Lots to think about there, Steve, and I will.
I am trying - trying - to keep myself focused on the Trinity OP, and then all these tempting by-ways are opened up. Show some mercy on a poor hobbit and let me push the two natures-one person thing further before drawing me off into the wilderness??
Lots to think about there, Steve, and I will.
LOL. Bless you Dave. I will try to stop trolling now.

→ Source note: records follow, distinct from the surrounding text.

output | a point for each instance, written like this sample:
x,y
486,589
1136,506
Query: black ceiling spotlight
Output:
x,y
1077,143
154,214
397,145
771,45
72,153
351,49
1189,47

Thanks for your understanding.
Good perception, Jason. I didn’t get that out of the article, but perhaps it’s there and I missed it. Wouldn’t be the first time I didn’t read carefully enough. And indeed, I think that His ceasing to be divine while He lives as a man, and then becoming divine again at His resurrection may be the case, although I feel a little uneasy about that, and would never have put it in that way. As I did, in fact, put it, He divested Himself of all of His divine attributes (Heb. 1:3), and retained only His identity while He was a son of man.
Great paragraph, Stef!
Yes, the Son is “God” in the sense of being “God stuff” or divine as in John 1:1. For that reason second-century Christian writers, such as Justin Martyr, referred to Him as “God”. Even the apostle John called Him “the ONLY-begotten God” in John 1:18, but the expression “God the Son” to the best of my knowledge is never affirmed by any but Trinitarians.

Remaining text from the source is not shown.